By another bill of exceptions it is shown that, over the objection of the defendant, the State was permitted to prove that between the 1st of February and the 1st of July, 1895, there had been shipped to the Brownwood Club 160 casks of beer. This was objected to on the ground that it was calculated to injure the rights of the defendant, and prejudice him before the jury. The defense was that the defendant and his partner were the stewards or barkeepers of the Brownwood Club, and that the beer shipped to said club, or to Brownwood for the benefit of said club, was for the benefit of the members, and not in violation of the local option law there in force. The testimony shows a list of the members of said club, amounting to about 45 or 50, and the manner of carrying on and operating this club. To meet these phases of the case, the State proved by the witnesses that the defendant and his partner shipped this beer in to Brownwood, and sold it to the membership of the club (the purchaser in this case, however, not being a member) at the old retail price, as licensed saloons, beer gardens, etc., and that these casks contained about 120 bottles to the cask.
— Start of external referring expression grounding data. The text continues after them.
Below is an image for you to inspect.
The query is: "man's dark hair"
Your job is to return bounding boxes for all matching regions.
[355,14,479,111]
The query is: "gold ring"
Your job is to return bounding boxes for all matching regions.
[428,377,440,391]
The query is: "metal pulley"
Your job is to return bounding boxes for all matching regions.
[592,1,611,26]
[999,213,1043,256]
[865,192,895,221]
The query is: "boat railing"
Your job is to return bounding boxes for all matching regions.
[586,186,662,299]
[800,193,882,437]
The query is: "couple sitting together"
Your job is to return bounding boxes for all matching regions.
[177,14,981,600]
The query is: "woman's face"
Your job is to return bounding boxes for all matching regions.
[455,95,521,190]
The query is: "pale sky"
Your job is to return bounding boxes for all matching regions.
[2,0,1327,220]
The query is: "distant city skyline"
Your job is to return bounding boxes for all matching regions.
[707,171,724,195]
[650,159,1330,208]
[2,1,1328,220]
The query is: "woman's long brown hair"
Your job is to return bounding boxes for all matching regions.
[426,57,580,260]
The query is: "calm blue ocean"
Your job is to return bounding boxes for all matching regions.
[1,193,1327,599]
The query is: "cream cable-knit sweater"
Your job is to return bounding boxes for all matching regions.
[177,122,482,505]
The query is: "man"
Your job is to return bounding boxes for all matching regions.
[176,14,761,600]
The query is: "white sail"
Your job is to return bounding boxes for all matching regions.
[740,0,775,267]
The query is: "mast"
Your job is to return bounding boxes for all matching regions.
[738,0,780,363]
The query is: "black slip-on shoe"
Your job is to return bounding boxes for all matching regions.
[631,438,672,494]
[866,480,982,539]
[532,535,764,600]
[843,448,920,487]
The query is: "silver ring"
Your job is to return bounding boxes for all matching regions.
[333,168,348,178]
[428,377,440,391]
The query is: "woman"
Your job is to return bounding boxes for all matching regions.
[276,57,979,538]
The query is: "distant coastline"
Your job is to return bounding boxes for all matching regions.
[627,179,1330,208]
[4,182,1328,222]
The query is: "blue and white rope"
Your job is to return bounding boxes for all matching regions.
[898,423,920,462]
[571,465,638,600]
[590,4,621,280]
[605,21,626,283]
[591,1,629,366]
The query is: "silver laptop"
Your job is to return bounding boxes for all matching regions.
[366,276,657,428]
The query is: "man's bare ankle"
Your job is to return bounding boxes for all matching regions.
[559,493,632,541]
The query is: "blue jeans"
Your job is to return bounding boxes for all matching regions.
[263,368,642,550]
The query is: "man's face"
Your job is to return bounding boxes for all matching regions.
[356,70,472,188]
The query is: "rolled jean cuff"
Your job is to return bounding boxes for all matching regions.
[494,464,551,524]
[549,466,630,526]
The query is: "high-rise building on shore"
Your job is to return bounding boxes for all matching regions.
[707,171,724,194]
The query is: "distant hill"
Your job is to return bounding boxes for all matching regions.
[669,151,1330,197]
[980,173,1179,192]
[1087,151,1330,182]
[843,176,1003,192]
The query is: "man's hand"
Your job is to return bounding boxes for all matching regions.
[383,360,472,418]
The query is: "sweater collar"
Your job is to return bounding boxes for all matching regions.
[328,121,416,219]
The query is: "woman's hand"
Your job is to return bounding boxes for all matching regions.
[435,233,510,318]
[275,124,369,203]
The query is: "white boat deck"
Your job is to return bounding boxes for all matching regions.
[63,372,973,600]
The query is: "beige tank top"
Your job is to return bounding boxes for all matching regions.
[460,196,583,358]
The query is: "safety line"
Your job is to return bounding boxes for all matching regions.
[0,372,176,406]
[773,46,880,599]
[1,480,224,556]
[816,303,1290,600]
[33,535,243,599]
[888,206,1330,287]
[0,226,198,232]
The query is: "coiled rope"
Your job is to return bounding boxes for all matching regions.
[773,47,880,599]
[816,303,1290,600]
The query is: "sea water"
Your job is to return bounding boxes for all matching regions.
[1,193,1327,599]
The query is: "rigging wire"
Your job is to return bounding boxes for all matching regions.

When the defendant introduced evidence with reference to) the club that he was operating, or the barroom or saloon, as the case might be, his contention before the jury being that the business was a lawful one, and not in violation of the law, all the circumstances and facts attendant upon the action of the defendant in connection with that club) and the profits of sales became relevant and pertinent to the issue thus raised. Under the facts of this case, the testimony was admissible, and the court did not err in permitting the county attorney to prove the facts stated in the bill.
A bill of exceptions was reserved to the charge of the court in regard to the club, and the good faith of the defendant and parties interested in the formation and carrying on of the business of the club. There were some charges asked by defendant amplifying some matters, and submitting some other phases of what he conceived to be the law applicable to these facts. We deem it unnecessary here to discuss these questions. We held in Sutton v. State (decided at Austin term, 1897), 40 S.W. Rep., 501, that it was not authorized to carry on this business *5 and sell the liquor as detailed, and the error in the charge of the court consisted in the fact that it was submitted as a defensive matter at all. On the authority of Sutton v. State, supra, the action of the court was correct. The judgment is affirmed.
Affirmed.
[NOTE. — Appellant's motion for rehearing was overruled without a written opinion. — Reporter.]